China’s status as Asia’s top buyer of fuel oil, its strong international purchases of liquefied petroleum gas and its petrochemical sector’s growing need for naphtha are expected to pull it back into net imports overall within a few months.
“I maintain China will stay as a net fuel importer, albeit a smaller one,” said Kang Wu of the Hawaii-based East-West Centre.
With China’s economy expected to keep growing fast, after its stimulus-boosted rally of 8.7 per cent last year, the world’s No2 oil user is not about to upend nearly 300,000 barrels per day (bpd) of net fuel imports in 2009.
China has already surpassed Japan as the world’s No2 crude oil buyer and imports will rise again in 2010 after a surge of 14 per cent last year, and a record five million bpd in December.
Refiners plan to add 450,000 bpd of new crude run capacity in 2010, on top of 700,000 bpd they brought on line last year.
“Similar to 2009, 2010 will be a crude-led market, not products-led, because of the huge amount of spare refining capacities… It will be another year of very weak cracks for light products and middle distillates,” said Mike Wittner of Societe Generale.
The rise in actual crude processed will be even higher, a Reuters survey of 22 top refiners showed. The plants polled by Reuters, representing 60 per cent of the existing refining base, plan to run at more than 90 per cent of their operating capacity this year and to process 560,000 bpd more than last year.
That increase, equivalent to 7.5 per cent of the national total, compares with a rise of less than 400,000 bpd in 2009. That will maintain China’s net surplus in gasoline and diesel, keeping exports flowing. China’s gasoline exports were up two and a half times last year and diesel exports rose sevenfold.

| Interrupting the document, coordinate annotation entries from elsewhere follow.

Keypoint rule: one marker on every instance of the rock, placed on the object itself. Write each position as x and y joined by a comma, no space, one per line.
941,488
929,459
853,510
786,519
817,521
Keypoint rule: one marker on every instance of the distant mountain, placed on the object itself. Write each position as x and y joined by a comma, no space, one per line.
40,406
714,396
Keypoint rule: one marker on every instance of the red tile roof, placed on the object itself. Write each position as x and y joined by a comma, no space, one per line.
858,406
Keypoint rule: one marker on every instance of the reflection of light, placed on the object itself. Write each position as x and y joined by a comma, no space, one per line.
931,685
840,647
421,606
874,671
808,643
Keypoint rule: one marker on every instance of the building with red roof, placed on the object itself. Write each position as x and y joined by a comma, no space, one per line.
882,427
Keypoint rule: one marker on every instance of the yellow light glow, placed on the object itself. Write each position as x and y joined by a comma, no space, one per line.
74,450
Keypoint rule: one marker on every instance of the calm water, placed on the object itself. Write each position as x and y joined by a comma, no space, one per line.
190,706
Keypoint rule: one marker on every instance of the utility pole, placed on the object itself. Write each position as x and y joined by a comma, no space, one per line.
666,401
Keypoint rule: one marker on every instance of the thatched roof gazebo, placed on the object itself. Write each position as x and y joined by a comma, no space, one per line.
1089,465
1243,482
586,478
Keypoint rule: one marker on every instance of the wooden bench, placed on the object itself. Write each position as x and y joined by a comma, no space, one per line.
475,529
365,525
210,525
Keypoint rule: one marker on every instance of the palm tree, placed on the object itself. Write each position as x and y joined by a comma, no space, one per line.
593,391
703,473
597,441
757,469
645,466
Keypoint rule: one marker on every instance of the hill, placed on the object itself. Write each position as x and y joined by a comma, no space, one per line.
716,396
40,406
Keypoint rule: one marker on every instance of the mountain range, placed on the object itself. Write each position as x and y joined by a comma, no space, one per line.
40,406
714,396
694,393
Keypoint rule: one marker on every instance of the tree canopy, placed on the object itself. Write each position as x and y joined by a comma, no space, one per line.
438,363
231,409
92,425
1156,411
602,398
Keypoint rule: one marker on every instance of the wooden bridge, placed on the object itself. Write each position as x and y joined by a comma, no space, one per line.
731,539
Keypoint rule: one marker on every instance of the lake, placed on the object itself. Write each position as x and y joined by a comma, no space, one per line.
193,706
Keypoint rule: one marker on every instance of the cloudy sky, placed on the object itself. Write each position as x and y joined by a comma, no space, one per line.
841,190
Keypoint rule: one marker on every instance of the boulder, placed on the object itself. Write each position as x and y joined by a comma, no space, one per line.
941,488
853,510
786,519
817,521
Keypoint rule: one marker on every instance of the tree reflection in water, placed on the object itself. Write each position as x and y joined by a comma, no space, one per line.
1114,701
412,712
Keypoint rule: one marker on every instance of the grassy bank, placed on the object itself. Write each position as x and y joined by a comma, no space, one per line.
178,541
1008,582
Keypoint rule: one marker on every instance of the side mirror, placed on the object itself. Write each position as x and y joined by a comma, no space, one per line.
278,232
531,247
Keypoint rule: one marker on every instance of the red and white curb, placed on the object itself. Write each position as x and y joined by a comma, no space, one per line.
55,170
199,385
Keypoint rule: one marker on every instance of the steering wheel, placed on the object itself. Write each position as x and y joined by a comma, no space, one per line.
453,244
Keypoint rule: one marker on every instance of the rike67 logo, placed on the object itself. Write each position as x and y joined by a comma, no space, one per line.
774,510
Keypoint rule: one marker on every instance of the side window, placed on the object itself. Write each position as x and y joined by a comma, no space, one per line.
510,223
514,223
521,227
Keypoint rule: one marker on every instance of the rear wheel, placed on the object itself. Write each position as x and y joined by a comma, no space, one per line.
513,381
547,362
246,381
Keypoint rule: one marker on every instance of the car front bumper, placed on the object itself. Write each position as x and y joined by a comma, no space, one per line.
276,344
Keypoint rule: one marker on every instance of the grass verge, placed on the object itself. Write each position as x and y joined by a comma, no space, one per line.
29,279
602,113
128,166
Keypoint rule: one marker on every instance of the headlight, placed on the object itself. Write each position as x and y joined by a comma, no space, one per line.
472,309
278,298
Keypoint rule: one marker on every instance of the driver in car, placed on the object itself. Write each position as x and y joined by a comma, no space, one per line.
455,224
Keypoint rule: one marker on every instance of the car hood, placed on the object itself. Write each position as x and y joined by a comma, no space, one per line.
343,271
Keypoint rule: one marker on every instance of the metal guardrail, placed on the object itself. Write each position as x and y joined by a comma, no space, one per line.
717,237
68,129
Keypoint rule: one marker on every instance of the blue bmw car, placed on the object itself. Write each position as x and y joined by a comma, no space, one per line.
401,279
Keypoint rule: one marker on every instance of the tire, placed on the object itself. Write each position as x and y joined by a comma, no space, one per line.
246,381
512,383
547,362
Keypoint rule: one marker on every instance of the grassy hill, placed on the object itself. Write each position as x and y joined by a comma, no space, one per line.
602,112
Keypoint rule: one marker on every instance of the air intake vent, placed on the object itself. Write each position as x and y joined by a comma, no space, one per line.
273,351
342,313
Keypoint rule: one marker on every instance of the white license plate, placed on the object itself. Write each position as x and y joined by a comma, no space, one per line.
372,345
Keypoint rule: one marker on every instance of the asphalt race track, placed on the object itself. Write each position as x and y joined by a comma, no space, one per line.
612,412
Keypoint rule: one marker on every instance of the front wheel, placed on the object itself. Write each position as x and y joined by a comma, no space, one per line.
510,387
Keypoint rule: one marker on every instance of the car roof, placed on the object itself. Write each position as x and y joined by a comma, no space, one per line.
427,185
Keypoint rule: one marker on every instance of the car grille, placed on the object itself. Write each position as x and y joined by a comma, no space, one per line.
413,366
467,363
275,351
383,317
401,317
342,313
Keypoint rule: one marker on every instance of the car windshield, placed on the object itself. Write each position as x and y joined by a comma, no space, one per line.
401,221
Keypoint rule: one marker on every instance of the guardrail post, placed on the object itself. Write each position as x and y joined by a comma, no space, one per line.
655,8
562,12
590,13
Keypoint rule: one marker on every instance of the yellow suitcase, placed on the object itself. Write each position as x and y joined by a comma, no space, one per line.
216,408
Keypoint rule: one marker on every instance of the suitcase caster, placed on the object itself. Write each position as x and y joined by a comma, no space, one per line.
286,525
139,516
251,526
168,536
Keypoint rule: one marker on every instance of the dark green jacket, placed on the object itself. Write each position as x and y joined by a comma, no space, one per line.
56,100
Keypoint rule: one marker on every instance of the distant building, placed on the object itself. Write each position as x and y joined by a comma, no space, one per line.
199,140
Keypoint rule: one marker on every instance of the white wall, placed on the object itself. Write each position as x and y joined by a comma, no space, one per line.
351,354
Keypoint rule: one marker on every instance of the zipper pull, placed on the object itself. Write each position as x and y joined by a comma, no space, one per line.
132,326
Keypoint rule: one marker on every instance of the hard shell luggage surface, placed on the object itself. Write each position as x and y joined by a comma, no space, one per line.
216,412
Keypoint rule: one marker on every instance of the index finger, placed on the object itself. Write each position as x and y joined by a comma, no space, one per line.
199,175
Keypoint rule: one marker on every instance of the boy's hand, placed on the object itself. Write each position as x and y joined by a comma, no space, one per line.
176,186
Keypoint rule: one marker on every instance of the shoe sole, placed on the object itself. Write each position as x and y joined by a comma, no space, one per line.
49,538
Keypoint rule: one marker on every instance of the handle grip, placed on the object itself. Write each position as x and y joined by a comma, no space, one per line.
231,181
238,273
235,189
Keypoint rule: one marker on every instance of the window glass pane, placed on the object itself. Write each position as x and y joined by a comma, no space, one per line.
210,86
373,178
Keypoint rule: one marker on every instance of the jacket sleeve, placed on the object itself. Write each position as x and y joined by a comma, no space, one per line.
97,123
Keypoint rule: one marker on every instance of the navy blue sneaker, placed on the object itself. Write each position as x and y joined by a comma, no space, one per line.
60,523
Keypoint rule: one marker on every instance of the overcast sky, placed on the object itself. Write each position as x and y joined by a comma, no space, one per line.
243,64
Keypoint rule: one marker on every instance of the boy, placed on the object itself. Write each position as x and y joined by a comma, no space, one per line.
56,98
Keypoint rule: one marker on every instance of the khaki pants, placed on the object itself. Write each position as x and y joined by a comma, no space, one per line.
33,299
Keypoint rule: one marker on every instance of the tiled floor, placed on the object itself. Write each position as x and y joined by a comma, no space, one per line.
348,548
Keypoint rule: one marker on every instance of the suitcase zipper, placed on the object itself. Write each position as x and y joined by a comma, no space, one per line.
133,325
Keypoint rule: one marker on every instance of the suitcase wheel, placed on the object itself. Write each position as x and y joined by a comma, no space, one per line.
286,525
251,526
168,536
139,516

“It looks like the decision has been made to build domestic refining capacity and import crude rather than products,” said Wittner of Societe Generale. “China’s current set-up of pricing that guarantees a fixed margin at home is obviously in favour of such strategy.”
China’s return to being a net importer will hardly reassure rival suppliers to Asia’s products markets, such as Japan, which has been debating over the past year whether to permanently shut its swelling spare capacity or keep exporting in a fiercely competitive market.
Analysts started 2009 forecasting oil demand would stay flat or even contract amid a slowing economy reeling from the spreading pains of the global financial crisis, but eventually concluded demand had grown by a fairly robust five to seven per cent.
In 2010 analysts expect another year of five-seven per cent growth, as the economy has rebounded so fast the government has begun reining in money supply, worried about inflation.
In its mid-January report the International Energy Agency, which is seen to represent a market consensus, pegged China’s 2009 demand growth at 572,000 bpd, or a rise of 7.2 per cent, after several upward revisions last year. It also upped its estimate of 2010’s incremental demand to 360,000 bpd, or 4.3 per cent, to a total of 8.8 million bpd, assuming that the government stimulus programme continues.